Ainsi la vie de ceux qui dérogent aux normes en termes d’aptitudes (intellectuelles, comportementales, physiques, …) est-elle régie en termes de santé, sous l’autorité des institutions de santé. Ce n’est pas pour rien que depuis 2009 le secteur médico-social (qui a gardé sa référence « médico ») est sous l’autorité des Agences régionales de Santé, que les budgets relèvent de l’Assurance maladie, que la place des médecins est toujours aussi importante dans la détermination des handicaps (confondus dans ce contexte avec les déficiences) et dans les orientations.
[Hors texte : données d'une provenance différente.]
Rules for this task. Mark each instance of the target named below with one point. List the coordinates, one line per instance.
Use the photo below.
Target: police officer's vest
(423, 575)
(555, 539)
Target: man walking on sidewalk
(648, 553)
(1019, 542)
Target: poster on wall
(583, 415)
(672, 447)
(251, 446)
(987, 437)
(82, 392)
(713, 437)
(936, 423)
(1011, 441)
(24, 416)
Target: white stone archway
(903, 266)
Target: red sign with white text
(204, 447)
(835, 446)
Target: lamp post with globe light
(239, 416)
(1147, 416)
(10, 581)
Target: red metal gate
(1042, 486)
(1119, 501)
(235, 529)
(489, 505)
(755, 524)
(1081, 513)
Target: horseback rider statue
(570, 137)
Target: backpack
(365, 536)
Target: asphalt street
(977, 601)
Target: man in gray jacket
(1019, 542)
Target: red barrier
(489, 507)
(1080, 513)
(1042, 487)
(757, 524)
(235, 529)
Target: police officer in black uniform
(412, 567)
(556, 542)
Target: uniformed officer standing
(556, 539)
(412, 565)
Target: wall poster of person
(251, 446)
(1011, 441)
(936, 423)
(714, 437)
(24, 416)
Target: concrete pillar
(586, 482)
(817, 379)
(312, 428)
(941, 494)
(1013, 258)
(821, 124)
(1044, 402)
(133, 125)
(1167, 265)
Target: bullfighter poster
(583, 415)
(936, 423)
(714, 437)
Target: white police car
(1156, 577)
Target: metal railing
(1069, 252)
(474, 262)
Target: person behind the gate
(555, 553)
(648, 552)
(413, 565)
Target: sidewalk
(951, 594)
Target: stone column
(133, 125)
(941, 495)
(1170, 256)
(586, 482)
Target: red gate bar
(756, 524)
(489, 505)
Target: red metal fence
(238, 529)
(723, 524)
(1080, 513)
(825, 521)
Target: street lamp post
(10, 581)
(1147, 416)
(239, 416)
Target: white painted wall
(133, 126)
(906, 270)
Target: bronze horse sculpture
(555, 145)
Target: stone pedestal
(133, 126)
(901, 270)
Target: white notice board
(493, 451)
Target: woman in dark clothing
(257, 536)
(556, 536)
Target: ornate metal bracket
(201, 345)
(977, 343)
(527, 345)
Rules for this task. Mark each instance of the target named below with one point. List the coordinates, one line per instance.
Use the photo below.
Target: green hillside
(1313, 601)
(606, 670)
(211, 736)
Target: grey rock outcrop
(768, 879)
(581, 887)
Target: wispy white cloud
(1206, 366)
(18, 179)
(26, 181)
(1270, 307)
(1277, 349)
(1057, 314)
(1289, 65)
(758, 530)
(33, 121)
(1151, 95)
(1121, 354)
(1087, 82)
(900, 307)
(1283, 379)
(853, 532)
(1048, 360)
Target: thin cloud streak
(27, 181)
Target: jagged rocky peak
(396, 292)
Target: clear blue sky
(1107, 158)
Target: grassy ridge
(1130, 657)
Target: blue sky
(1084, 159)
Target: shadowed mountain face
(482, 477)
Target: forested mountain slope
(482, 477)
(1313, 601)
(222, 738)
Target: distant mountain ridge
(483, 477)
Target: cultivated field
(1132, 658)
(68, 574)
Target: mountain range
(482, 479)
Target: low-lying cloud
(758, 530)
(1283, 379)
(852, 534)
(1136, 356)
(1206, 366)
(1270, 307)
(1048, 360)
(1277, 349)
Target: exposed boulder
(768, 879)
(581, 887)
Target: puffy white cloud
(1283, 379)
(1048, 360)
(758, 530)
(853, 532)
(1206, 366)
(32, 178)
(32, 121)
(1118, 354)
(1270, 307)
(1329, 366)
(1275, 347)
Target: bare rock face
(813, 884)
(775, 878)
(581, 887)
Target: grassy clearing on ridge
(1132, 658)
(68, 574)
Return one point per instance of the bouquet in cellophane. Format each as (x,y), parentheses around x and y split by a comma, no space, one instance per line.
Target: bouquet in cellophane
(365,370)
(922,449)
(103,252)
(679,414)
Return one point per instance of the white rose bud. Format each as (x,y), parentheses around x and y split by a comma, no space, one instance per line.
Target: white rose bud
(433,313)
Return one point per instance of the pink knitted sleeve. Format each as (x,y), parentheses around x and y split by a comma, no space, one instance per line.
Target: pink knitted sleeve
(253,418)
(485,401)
Dans cette configuration, l’élève qui a une maladie, une déficience, un trouble ou une incapacité sera défini par la nature de cette caractéristique, il sera réduit à cette caractéristique, et il sera attribué à ces caractéristiques les dysfonctionnement qu’on observe, ainsi que les réponses pédagogiques standardisées qu’une telle description induit.

Il devient « normal » dans ces conditions que la conduite à tenir à l’école et en classe soit dictée par des critères et de normes médicaux et paramédicaux. Ce qui a pour effet de déposséder les pédagogues de la construction d’approches d’apprentissage adaptées aux élèves concernés (ainsi qu’à d’autres élèves). Les difficultés d’apprentissage sont dès lors adressées à des spécialistes externes en mesure de résoudre les problèmes. Cela a pour effet également de penser l’adaptation en termes individuels à tel élève qui a telle caractéristique (théorique, conforme à une nomenclature médicale), et non à un changement structurel des modalités pédagogiques et didactiques susceptible de favoriser tous les élèves. Cette soumission de la pédagogie à des problématiques de santé est bien éloignée des perspectives inclusives, conditionnée par des changements structurels dans l’accompagnement de tous les élèves.